Quizá los asistentes para el hogar más conocidos, como Alexa o el de Google, suelen formar parte de casa con sus dispositivos, como son la familia Echo o los Nest, aunque un móvil viejo es más que suficiente para tenerlos disponibles.
Es muy habitual que no sepamos qué hacer con esos móviles que, tras pocos años, están nuevos, pero llegan al final de las actualizaciones de seguridad.
Usar un móvil en estas condiciones puede no ser la mejor forma de protegerse, así que es conveniente que si lo quieres reutilizar consideres varios puntos importantes en materia de ciberseguridad.
Lo primero de todo es que nunca dejes una SIM en el móvil, además de que lo más recomendable pasa siempre por crear una cuenta totalmente aleatoria para usarla en el dispositivo, con la intención de separar tu identidad real.
De esta forma, en caso de que alguien intente acceder a tu red, no conseguirá tus datos personales, un paso básico para garantizar que reutilizar tu viejo móvil no tenga consecuencias negativas para tu seguridad y privacidad.
A partir de aquí, tienes varias opciones, dependiendo de la relación entre dificultad y seguridad que prefieras.
La forma más fácil y rápida de convertir un viejo móvil en un asistente de voz
Teniendo en cuenta una opción básica en seguridad, lo más común sería conseguir la aplicación NetGuard –no-root firewall, por su nombre en Google Play para Android– iniciando sesión con la cuenta independiente creada para el móvil.

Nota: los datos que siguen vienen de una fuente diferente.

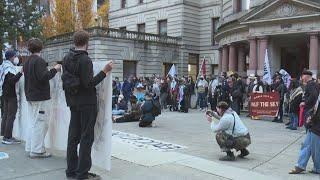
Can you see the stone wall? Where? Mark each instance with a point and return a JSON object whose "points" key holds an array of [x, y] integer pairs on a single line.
{"points": [[148, 56]]}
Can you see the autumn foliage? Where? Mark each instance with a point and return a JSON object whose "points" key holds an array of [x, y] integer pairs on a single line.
{"points": [[71, 15]]}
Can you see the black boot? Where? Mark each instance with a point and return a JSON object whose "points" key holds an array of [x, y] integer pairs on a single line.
{"points": [[244, 153], [228, 157]]}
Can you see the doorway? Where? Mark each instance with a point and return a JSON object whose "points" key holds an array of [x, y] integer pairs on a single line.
{"points": [[294, 60], [193, 65], [129, 69]]}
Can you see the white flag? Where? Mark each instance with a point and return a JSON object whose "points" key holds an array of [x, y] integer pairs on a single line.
{"points": [[172, 71], [266, 69]]}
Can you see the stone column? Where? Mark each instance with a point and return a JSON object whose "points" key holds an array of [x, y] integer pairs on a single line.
{"points": [[314, 54], [252, 56], [263, 45], [233, 63], [220, 61], [225, 58], [241, 61]]}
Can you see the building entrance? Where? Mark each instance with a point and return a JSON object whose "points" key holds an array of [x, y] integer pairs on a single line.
{"points": [[294, 53]]}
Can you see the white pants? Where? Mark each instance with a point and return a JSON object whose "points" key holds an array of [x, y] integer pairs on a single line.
{"points": [[38, 127]]}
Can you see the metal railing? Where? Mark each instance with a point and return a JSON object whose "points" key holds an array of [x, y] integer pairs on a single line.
{"points": [[120, 34]]}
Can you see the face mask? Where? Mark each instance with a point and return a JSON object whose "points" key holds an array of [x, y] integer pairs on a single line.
{"points": [[16, 61]]}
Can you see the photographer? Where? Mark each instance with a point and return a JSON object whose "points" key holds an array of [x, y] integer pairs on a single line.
{"points": [[231, 132]]}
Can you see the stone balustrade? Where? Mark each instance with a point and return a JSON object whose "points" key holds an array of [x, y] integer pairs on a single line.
{"points": [[119, 34]]}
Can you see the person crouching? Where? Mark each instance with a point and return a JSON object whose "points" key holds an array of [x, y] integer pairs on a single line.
{"points": [[147, 112], [230, 131]]}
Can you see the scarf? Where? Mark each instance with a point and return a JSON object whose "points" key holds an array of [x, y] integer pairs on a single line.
{"points": [[296, 92], [5, 68]]}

Esta herramienta se encargará de permitir o denegar el tráfico, con una interfaz en la que podrás revisar todo esto con mucho detalle.
Lo importante es que instales Google Gemini o Amazon Alexa desde su app oficial en Google Play y bloquees con NetGuard la navegación en internet para todas, excepto para el asistente.
Una vez hayas realizado estos pasos, tan solo tienes que desactivar los permisos de otras aplicaciones que tengas en el móvil, desde la configuración habitual para tu dispositivo Android; deja solo el micrófono para tu asistente y elimina cualquier permiso de cámara.
Con esto tendrás fácilmente un viejo móvil como asistente y podrás controlar el tráfico de internet, para evitar que tus datos personales caigan en malas manos, aunque no es la forma más segura, ya que esto implica algo más de tiempo.
Una configuración estricta en seguridad es siempre algo más complicado de lograr, aunque no es imposible y te servirá para ahorrar en un dispositivo inteligente para el hogar.
Configura WiFi para invitados y escucha continua
Los móviles no suelen contar con una pestaña mecánica para cerrar la cámara o el micrófono, así que si has desactivado los permisos de la cámara, lo más aconsejable es que desactives también el reconocimiento constante de tu voz en la aplicación del asistente elegido.
Además, lo más importante es que configures previamente una red WiFi para invitados, algo que la mayor parte de fabricantes permiten desde la interfaz del router, con un nombre parecido a Red para invitados.
Cualquier dispositivo que vayas a utilizar como asistente de voz tiene que estar en esta red, que te aparecerá de forma independiente a la tuya propia; gracias a esto, podrás evitar que un posible ataque afecte a tu red principal.
Para que tu aplicación descargada no siga rastreando tu voz de forma continua, tomando como ejemplo el asistente de Google –Gemini–, tendrás que desactivar una opción conocida como Voice Match.
Esto es fundamental para que el dispositivo no recopile audio constantemente y tengas acceso a tus conversaciones más privadas.
Sea cual sea el método que elijas para configurar un viejo móvil como asistente de voz para casa, siempre piensa que ningún método es infalible a nivel de seguridad, y que todo depende de una revisión constante.